Lawrence parking, speeding ticket totals tumble

Kevin Lam, a Kansas University freshman from Overland Park, points his mother, Yuk Mei Wong, to the parking meter that corresponds to their parking space on Monday in the 700 block of Massachusetts Street. The amount of parking tickets issued in downtown Lawrence dropped by about 14 percent in 2010.

A parking ticket rests under a wiper blade on Massachusetts Street on Monday, March 7, 2011.

If you got a speeding or parking ticket in Lawrence in 2010, consider yourself unlucky.

The number of parking tickets issued at meters in Downtown Lawrence plummeted by 14 percent in 2010 — despite the city adding an hour to the amount of time motorists must pay the meter.

And the number of speeding tickets issued in Lawrence continued to be nearly 50 percent below the totals that the city was issuing just five years ago.

The reason?

“I don’t think there has been a sudden outbreak of excellent driving behavior,” City Manager David Corliss said Monday. “I think it is more related to our ability to enforce the traffic laws.”

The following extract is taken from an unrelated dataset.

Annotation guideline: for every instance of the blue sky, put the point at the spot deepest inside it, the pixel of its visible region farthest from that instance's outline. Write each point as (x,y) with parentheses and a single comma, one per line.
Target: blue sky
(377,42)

The city’s police department was down about eight officer positions in 2010 because of retirements and staff turnover, Corliss said. That means the department’s resources have been stretched thinner, allowing less time to be devoted to monitoring for speeding violations.

The city issued 5,312 speeding tickets in 2010, up slightly from 5,237 in 2009. But the ticket totals are well below the 8,071 speeding tickets issued in 2006. Until this year’s slight increase, the number of speeding tickets issued had declined for three straight years. Corliss said the number of tickets probably will go up some as the department gets closer to full-staffing levels. Currently, the department is only two officers down.

The parking ticket numbers also are related to a staffing issue. Corliss said the city’s staff of five parking control officers was down the equivalent of one position for much of the year because of several prolonged absences or resignations on the staff. Because the size of the staff is small, the loss of one position for a major part of the year reduced the number of tickets the staff was able to write, he said.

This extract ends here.